How to explain the longevity? Part of the secret, with “Hello, Dolly!” at any rate, was the material. A musical adaptation of Thornton Wilder’s play, “The Matchmaker,” was a stroke of ingenuity and good timing. The invention of a turn-of-the-century professional matchmaker named Dolly Levi, combined with late-Victorian sets and costumes, a risible union of star-crossed lovers, and hummable anthems, was guaranteed to delight audiences.

“Hello, Dolly!” arrived on Broadway just six weeks after the assassination of President John F. Kennedy. It’s a little too convenient, of course, to suggest that theatergoers of early 1964 were in search of escape from national tragedy and flocked to “Hello, Dolly!” as a source of relief. But David Merrick’s lavish production, combined with Channing’s strange and wonderful charms, yielded a theatrical event that, in short order, became a national phenomenon.

Channing was up to the challenge; in retrospect, only she could have pulled off the outsize headgear, Victorian pastels, and exuberant songs. And she had the indispensable, show-biz quality of endurance as well. It is worth noting that, in a business notoriously hostile to women in middle age, she was reborn as a star in her early 40s and went on to play Dolly into her mid-70s in three separate revivals in 1977, 1982, and 1994, amounting to nearly 5,000 performances.

Like most performers, Channing yearned to expand her repertoire and enjoyed some modest success in movies — she was nominated for an Academy Award for her musical performance in “Thoroughly Modern Millie” in 1967 — and was still packing them in for a cabaret act in her 80s.

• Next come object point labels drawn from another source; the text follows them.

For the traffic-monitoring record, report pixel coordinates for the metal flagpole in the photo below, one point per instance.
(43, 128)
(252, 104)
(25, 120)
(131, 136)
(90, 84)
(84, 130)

But the offbeat mixture of professional fortitude, singularity, and good humor was her greatest strength.

She had to be disappointed that the movie version of Lorelei Lee was played by Marilyn Monroe, a very different kind of theatrical icon, and the part of Dolly Levi went to Barbra Streisand on film. If this dismayed her, however, she disguised it successfully and kept on singing and laughing and dancing and clowning around. There was only one Channing.

Philip Terzian, a former writer and editor at the Weekly Standard, is the author of Architects of Power: Roosevelt, Eisenhower, and the American Century.